RunHistoryInverseScaledEncoder(*args: Any, **kwargs: Any)

基类：RunHistoryEncoder

源代码位于 smac/runhistory/encoder/inverse_scaled_encoder.py

def __init__(self, *args: Any, **kwargs: Any) -> None:
    super().__init__(*args, **kwargs)
    if self._instances is not None and len(self._instances) > 1:
        raise NotImplementedError("Handling more than one instance is not supported for inverse scaled cost.")

meta 属性 可写

meta: dict[str, Any]

返回创建的对象的元数据。

返回

dict[str, Any]：创建的对象的元数据：名称、考虑的状态、较低预算的状态、scale_percentage、seed。

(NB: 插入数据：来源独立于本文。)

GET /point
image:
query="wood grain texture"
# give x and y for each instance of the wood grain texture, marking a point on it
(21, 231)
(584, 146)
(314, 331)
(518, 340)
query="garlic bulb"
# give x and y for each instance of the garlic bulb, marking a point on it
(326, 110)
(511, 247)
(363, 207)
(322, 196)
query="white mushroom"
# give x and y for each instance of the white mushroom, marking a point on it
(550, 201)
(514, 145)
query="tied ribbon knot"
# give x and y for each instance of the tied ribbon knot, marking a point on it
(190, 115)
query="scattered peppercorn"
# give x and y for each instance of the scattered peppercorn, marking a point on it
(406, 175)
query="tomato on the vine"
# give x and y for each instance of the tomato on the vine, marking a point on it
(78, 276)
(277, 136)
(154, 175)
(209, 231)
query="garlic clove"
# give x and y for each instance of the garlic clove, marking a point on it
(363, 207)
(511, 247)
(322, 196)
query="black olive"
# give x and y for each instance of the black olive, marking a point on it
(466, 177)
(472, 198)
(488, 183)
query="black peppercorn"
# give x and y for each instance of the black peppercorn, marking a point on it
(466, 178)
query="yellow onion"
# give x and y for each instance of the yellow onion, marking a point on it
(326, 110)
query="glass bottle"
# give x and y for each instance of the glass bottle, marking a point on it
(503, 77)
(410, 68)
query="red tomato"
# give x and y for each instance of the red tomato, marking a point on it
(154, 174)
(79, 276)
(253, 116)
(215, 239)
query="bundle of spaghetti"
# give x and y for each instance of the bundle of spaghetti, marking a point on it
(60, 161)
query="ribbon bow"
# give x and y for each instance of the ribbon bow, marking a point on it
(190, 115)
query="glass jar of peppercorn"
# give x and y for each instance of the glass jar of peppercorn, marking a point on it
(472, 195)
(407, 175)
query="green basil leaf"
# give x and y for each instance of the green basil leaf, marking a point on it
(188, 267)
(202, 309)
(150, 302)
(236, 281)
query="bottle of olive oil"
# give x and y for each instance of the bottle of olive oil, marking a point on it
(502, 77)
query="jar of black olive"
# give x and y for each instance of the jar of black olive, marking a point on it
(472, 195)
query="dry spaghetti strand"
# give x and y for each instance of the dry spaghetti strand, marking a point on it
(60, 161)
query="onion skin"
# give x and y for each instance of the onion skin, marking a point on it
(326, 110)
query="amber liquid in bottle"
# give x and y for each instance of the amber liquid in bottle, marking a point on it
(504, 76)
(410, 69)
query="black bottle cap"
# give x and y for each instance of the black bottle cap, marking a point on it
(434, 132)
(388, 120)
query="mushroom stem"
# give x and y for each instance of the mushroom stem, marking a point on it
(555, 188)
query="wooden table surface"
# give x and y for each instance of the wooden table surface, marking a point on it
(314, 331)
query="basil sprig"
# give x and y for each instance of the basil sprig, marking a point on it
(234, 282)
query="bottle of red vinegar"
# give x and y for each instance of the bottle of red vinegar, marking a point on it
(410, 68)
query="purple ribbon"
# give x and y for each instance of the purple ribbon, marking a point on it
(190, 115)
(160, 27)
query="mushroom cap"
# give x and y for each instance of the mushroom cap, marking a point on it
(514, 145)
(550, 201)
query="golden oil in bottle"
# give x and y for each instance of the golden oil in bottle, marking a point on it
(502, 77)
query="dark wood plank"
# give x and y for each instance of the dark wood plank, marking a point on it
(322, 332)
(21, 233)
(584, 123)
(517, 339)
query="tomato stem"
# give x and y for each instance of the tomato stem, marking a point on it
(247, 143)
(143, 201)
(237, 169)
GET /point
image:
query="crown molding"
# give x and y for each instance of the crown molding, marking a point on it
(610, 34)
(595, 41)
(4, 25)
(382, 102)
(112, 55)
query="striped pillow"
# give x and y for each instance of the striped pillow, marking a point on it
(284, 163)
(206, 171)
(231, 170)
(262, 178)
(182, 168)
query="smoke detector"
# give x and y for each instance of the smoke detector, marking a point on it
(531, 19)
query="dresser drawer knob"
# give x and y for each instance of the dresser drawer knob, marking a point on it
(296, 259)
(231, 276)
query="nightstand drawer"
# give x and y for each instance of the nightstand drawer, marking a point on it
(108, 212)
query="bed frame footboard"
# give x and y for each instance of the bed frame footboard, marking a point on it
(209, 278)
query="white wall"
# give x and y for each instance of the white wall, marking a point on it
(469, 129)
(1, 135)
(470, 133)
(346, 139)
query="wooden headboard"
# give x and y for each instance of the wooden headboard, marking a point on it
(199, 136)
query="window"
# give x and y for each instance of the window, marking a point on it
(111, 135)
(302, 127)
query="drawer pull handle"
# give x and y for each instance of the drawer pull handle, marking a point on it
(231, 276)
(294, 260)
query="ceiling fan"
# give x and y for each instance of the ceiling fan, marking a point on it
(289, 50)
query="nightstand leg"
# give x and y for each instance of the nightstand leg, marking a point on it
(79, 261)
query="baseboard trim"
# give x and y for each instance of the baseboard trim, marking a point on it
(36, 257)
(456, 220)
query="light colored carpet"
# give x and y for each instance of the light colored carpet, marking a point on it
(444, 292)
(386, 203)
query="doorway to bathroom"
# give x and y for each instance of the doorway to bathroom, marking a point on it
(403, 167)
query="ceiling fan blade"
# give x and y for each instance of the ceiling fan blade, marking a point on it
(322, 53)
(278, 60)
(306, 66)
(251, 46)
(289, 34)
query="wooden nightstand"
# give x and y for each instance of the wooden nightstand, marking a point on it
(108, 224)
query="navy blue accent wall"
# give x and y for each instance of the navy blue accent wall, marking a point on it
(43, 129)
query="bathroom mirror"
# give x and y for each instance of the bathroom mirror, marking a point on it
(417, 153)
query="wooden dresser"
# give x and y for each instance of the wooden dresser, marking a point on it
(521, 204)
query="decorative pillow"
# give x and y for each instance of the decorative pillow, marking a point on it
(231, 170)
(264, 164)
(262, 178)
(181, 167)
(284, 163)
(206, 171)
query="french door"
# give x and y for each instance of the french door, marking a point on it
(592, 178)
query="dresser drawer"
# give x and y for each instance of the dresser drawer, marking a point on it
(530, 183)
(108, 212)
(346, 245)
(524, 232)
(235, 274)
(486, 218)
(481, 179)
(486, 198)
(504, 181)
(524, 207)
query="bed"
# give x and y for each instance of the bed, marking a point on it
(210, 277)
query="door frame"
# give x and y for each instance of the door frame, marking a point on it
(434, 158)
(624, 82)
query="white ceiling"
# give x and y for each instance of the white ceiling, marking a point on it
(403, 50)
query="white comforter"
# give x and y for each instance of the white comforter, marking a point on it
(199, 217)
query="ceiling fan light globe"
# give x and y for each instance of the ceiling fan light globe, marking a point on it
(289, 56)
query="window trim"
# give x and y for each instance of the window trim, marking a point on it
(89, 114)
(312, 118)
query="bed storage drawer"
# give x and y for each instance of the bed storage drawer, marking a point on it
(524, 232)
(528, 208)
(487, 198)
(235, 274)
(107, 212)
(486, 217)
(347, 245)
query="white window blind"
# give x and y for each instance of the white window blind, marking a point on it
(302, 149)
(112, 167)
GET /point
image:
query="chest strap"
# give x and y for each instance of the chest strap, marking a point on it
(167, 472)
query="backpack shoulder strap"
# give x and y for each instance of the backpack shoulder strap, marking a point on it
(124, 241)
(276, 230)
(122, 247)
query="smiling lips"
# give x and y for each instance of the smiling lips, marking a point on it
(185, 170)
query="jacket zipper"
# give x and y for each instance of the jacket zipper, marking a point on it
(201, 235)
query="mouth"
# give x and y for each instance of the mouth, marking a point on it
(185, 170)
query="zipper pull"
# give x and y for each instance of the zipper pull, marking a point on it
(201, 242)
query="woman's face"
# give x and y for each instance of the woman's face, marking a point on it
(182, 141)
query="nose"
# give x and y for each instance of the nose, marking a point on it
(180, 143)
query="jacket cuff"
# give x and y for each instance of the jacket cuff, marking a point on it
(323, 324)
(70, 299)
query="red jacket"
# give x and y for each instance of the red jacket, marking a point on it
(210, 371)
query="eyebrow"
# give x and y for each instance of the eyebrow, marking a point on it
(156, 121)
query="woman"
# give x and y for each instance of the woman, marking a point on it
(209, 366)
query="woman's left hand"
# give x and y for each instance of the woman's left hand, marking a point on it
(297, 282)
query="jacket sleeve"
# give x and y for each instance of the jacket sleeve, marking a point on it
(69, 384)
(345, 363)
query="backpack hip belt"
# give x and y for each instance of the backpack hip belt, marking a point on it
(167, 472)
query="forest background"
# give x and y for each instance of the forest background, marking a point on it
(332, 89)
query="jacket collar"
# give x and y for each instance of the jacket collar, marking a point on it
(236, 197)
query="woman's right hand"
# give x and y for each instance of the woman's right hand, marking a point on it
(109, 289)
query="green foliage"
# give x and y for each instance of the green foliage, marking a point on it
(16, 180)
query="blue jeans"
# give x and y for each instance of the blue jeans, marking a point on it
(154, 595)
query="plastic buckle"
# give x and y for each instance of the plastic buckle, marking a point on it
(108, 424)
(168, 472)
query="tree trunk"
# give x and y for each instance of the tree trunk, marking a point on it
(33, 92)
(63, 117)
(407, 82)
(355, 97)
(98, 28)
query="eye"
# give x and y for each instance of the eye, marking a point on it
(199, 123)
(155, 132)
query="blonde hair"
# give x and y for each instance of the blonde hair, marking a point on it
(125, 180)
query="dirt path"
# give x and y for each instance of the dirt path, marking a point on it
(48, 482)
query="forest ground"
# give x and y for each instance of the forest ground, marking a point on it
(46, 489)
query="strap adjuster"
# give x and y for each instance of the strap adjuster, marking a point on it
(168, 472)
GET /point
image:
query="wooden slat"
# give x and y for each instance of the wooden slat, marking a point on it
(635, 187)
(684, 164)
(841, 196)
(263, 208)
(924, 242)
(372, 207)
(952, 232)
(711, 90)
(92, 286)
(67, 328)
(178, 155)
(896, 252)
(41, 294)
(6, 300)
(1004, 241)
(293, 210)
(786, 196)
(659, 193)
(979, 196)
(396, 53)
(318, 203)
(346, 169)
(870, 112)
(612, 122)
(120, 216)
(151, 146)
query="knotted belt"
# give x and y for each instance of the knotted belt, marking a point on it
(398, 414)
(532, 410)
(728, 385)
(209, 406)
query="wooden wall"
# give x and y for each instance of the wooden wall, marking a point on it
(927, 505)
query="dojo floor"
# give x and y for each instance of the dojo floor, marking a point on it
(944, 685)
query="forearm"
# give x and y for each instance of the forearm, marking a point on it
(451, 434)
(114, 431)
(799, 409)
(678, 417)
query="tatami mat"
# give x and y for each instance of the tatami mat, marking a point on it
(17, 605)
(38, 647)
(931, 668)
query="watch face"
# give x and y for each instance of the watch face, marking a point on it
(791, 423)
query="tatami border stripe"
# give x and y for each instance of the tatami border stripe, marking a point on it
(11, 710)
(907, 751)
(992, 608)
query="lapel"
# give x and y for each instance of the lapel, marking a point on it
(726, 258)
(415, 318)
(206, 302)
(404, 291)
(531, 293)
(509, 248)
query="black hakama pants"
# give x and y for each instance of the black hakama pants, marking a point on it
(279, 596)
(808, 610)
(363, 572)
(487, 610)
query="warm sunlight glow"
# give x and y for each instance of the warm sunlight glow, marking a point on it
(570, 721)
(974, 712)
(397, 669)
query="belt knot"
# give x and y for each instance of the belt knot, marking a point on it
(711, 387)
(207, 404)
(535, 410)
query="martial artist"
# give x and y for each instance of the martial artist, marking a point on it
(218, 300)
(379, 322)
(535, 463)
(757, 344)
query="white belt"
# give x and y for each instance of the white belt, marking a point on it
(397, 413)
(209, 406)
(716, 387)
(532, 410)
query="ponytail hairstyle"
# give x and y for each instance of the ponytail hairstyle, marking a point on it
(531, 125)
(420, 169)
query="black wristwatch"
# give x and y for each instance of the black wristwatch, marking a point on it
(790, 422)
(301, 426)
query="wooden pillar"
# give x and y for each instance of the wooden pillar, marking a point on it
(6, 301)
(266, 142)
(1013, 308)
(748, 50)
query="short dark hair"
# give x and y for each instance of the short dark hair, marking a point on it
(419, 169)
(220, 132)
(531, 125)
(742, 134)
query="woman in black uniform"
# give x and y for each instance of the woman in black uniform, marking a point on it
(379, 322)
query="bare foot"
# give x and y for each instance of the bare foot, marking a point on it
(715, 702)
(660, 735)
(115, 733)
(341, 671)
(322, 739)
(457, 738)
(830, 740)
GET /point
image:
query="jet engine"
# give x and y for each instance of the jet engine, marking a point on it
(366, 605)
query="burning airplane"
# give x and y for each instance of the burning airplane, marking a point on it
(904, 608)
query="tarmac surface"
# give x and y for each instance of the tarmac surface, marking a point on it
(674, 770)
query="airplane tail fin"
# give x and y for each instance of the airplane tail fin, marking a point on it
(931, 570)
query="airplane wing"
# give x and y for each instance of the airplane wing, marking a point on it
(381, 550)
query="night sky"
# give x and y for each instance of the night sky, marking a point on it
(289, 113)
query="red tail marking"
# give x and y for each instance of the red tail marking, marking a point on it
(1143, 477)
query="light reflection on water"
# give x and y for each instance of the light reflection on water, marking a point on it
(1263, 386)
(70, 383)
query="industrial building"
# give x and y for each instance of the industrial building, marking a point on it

multi_objective_algorithm 属性 可写

multi_objective_algorithm: AbstractMultiObjectiveAlgorithm | None

用于转换数据的多目标算法。

runhistory 属性 可写

runhistory: RunHistory

用于转换数据的运行历史 (RunHistory)。

get_configurations

get_configurations(
    budget_subset: list | None = None,
) -> ndarray

返回配置的向量表示。

警告

实例特征未附加，且成本值未考虑在内。

参数

budget_subset : list[int|float] | None，默认为 None 要考虑的预算列表。

返回

configs_array : np.ndarray

源代码位于 smac/runhistory/encoder/abstract_encoder.py

def get_configurations(
    self,
    budget_subset: list | None = None,
) -> np.ndarray:
    """Returns vector representation of the configurations.

    Warning
    -------
    Instance features are not
    appended and cost values are not taken into account.

    Parameters
    ----------
    budget_subset : list[int|float] | None, defaults to none
        List of budgets to consider.

    Returns
    -------
    configs_array : np.ndarray
    """
    s_trials = self._get_considered_trials(budget_subset)
    s_config_ids = set(s_trial.config_id for s_trial in s_trials)
    t_trials = self._get_timeout_trials(budget_subset)
    t_config_ids = set(t_trial.config_id for t_trial in t_trials)
    config_ids = s_config_ids | t_config_ids
    configurations = [self.runhistory._ids_config[config_id] for config_id in config_ids]
    configs_array = convert_configurations_to_array(configurations)

    return configs_array

transform

transform(
    budget_subset: list | None = None,
) -> tuple[ndarray, ndarray]

返回 RunHistory 的向量表示。

参数

budget_subset : list | None，默认为 None 要考虑的预算列表。

返回

X : np.ndarray 配置向量和实例特征。 Y : np.ndarray 成本值。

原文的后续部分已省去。